SYLLABUS
Course Overview
We will spend the first 5-6 lectures completing the proofs of local and global class field theory, drawing heavily on the material presented in lectures 23-28 of 18.785 (available here).
The rest of the course will be focused on modular forms and will use very little material from 18.785.
There will be only one problem set related to class field theory, so students who are interested only in modular forms are welcome to skip that problem set (and the associated lectures) if they wish.
The plan is to begin with a fairly standard introduction to classical modular forms and their L-functions,
drawing primarily from the textbooks of Diamond-Shurman and Miyake, and to then branch out into one of several possible directions, depending on student interest.

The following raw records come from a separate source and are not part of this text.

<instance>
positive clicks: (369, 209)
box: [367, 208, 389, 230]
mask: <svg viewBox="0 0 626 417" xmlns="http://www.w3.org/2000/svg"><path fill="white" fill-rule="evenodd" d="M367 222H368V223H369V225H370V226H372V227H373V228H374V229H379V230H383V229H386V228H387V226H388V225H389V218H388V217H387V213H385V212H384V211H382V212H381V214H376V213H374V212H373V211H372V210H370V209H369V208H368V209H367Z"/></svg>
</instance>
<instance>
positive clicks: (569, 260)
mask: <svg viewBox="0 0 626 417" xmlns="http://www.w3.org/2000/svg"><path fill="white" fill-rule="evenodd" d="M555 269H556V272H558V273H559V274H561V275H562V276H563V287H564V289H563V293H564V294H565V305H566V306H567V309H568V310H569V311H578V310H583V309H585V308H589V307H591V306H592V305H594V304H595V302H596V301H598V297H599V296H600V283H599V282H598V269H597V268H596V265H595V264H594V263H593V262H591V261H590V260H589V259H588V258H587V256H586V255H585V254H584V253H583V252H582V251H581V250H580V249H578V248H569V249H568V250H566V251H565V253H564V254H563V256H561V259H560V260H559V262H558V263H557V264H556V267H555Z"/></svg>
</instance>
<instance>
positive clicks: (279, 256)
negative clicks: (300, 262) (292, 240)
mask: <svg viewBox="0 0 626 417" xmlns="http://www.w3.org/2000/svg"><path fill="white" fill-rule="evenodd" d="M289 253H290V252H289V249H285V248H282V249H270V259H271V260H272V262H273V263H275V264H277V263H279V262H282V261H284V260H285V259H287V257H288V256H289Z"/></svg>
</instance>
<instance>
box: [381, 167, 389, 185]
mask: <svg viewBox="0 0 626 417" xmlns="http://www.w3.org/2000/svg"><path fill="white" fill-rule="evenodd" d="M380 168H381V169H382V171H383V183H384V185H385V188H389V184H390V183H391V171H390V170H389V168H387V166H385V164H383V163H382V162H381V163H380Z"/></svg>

Possible topics include modular curves, L-functions of abelian varieties, Galois rerpesentations, and Hilbert modular forms.
Prerequisites
The official prerequisite for this course is 18.785, but as noted above, after we finish class field theory we will only need a small subset of the material from 18.785. Students wishing to take 18.786 who have not taken 18.785 are welcome but should contact me to discuss prerequisites.
Text Books
There is no required text; lecture notes will be provided (these will typically be posted a few days after each lecture). Below are a number of standard references that I can recommend. These texts can all be accessed on-line from MIT (see the MIT Libraries web page for information on offisite access).
A first course in modular forms, F. Diamond and J. Shurman.
Modular forms, T. Miyake.
Modular functions and modular forms, J.S. Milne.
Algebraic Number Theory, J. Neukirch.
Modular forms: a computational approach, W. Stein.
A Course in Arithmetic, J.-P. Serre.
Problem Sets
Problem sets will be posted on line. Solutions are to be prepared in typeset form (typically via latex) and submitted electronically as a pdf file by noon on the due date (the first problem set will be due Wednesday, September 28). Late problem sets will not be accepted -- your lowest score is dropped, so you can afford to skip one problem set without penalty. Collaboration is permitted/encouraged, but you must write up your own solutions and explicity identify your collaborators, as well as any resources you consulted that are not listed above. If there are none, please indicate this by writing Sources consulted: none at the top of your submission.
Grading
Your grade will be determined by your performance on the problem sets; your lowest score will be ignored (this includes any problem set you did not submit). There are no exams and no final.
Undergraduates
Motivated undergraduate students with adequate preparation are welcome to register for this course, but should do so with the understanding that it is a graduate level course aimed at students who are planning to do research in number theory or a closely related field. There is a lot of material to cover, and the pace of the course may be faster than you are used to. This makes it essential to stay caught up; if you fall behind in a given week it is better to simply skip that problem set and move on to the next one (this is one reason why late problem sets will not be accepted). I expect students taking this course to be amply motivated and to take personal responsibility for mastering the material -- this includes doing whatever outside reading may be necessary to fill in any gaps in your background.
Disability Accomodations
Please contact Kathleen Monagle, Associate Dean in Student Disability Services as early in the term as possible, if you have not already done so.
If you already have an accommodation letter, please be sure to submit a copy to Mathematics Academic Services in room 2-110.
Even if you do not plan to use any accommodations, if there is anything I can do to facilitate your learning, please let me know.